He will surely get the flip-flop badge of the week.
Historically, every time the strategic oil reserves have been tapped, gasoline prices have dropped soon thereafter. Voters want lower gasoline prices, so it would seem to be an easy, cheap palliative gesture, with the added virtues that House Speaker Nancy Pelosi has been calling for such a move, and President Bush is against it. Points are scored all around.
But releasing strategic oil is not an energy strategy, only a symbolic gesture. Gasoline prices are falling anyway. A little more relief would be welcome, but the oil-reserves effect would be a blip, and do nothing for the strategic problem. The same can be said for “drilling on the beaches.”

The compromise energy proposal released by the "Gang of 10" senators just before the summer recess would allow drilling off Virginia and other areas of the southeast (with states' permission), and provide substantial funding for alternative energy and conservation. Obama favors this proposal.

I think he is up to poll-driven pandering. I hate to see him do it. If he really was determined that America “break its addiction to oil,” as he says on his web site, he would be content to leave the price of gasoline high and instead, emphasize a rehabilitation plan. But American voters are not strategic. They are “all me, right now.”
The good news is that Obama is getting some political experience. My greatest doubt about him is whether he actually realizes that not everyone is rational. In fact, most people are not. It is futile, actually counterproductive, possibly dangerous, to confront irrationality with reason. Most people react on the basis of emotion, habit, tradition, and superstition.

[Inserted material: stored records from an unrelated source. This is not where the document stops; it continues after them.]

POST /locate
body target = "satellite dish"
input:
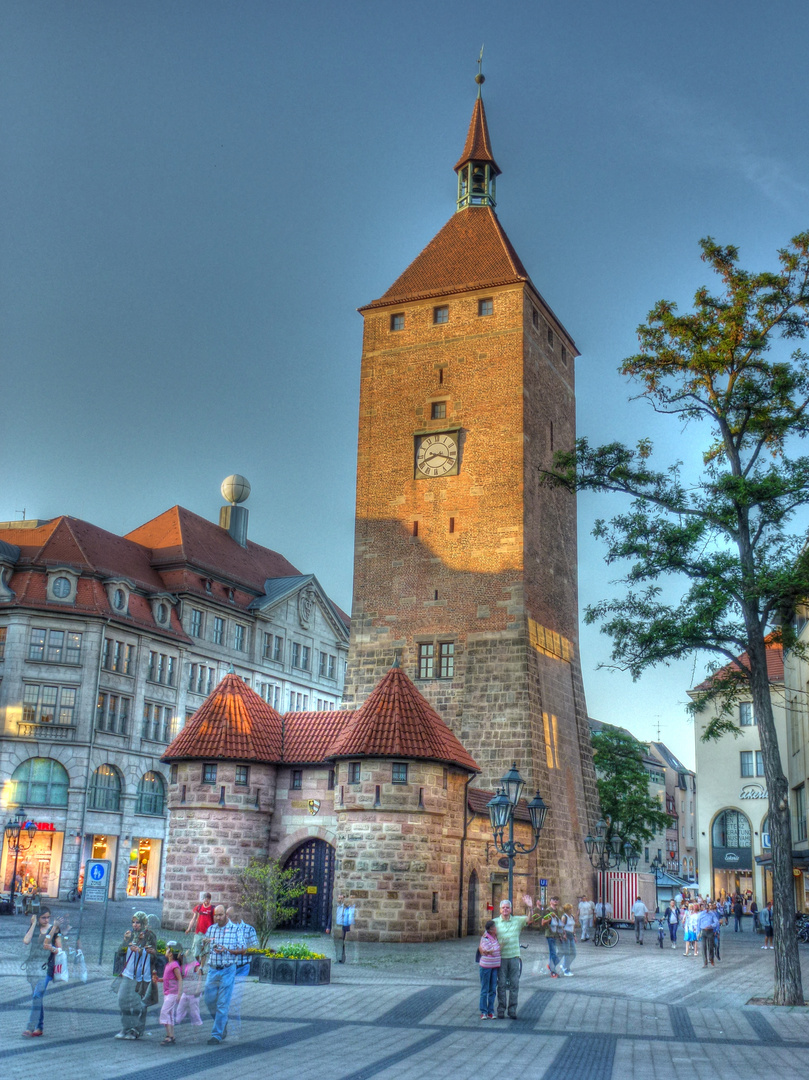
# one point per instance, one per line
(236, 488)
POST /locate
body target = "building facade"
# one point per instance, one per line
(732, 805)
(464, 557)
(107, 645)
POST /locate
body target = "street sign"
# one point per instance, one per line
(96, 881)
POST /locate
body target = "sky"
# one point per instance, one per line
(196, 197)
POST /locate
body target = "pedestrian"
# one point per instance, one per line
(136, 991)
(550, 920)
(689, 926)
(738, 913)
(202, 916)
(708, 923)
(509, 928)
(250, 941)
(345, 920)
(489, 948)
(766, 918)
(225, 941)
(567, 939)
(587, 910)
(672, 917)
(188, 1007)
(172, 990)
(641, 915)
(48, 943)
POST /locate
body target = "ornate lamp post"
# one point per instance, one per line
(607, 855)
(14, 829)
(501, 814)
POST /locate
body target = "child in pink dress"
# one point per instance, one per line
(189, 1002)
(172, 990)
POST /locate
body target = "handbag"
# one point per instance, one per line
(59, 967)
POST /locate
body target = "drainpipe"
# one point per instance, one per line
(463, 841)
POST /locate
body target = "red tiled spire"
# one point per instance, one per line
(398, 721)
(471, 252)
(232, 724)
(477, 146)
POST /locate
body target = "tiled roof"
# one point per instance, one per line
(308, 737)
(470, 252)
(232, 724)
(774, 667)
(477, 799)
(178, 537)
(396, 721)
(477, 146)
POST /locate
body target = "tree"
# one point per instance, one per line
(623, 787)
(269, 894)
(723, 538)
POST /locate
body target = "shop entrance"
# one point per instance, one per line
(143, 877)
(314, 861)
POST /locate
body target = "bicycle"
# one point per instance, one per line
(606, 935)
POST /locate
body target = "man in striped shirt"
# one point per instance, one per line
(226, 943)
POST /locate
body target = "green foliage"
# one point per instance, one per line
(623, 787)
(269, 894)
(720, 540)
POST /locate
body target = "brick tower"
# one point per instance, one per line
(466, 563)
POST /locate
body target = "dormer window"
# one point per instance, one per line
(62, 584)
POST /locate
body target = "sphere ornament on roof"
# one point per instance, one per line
(236, 488)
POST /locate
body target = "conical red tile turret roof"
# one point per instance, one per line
(479, 145)
(232, 724)
(398, 721)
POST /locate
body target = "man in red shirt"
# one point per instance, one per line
(202, 917)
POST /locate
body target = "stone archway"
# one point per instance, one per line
(314, 860)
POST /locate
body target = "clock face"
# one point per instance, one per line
(437, 455)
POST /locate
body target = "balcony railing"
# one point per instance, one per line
(61, 732)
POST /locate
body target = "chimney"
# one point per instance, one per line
(233, 517)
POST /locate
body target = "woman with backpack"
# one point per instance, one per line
(51, 945)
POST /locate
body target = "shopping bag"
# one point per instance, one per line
(59, 967)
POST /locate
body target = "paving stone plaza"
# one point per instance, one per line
(412, 1011)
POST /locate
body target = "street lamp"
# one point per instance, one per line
(14, 829)
(501, 814)
(606, 854)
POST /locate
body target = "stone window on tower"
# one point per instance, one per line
(399, 772)
(426, 659)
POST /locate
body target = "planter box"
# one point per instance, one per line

Obama’s recent policy shift is a sign that if he did not know that before, he is learning it now.
I have the same doubts about him in the foreign policy arena, when he sometimes talks as if he thinks he can sit down and work out international differences over a cup of coffee. Does he really not understand that there are people who cannot be spoken to? I worry that he suffers from the delusion that most people will respect evidence and reason. That would make for a disastrous presidency.
Obama’s campaign may be stalled. He still trails the Democratic Party in the polls by double digits, which means he is not really seen as the leader of the Democratic party. And the reason, I think, is that voters keep him at emotional arm’s length. Sure, he is likeable and smart, that is obvious. But only when he responds to popular concerns with political gestures that directly acknowledge and meet those concerns, voters can believe, “he gets it.”

Obama needs to do more of that. He needs to show that he is not a Promethean god who would bestow wisdom, but a normal man who sometimes acts from fear, pride, pain, anxiety, and other irrational motives, “like me.”
Look how far irrational reactivity got George W. Bush. Irrationality often leads to heartbreak, of course, but Obama needs to let just a little of it leak out in a controlled way. His recent shifts in energy policy, superficial though they are, may be just the prescription.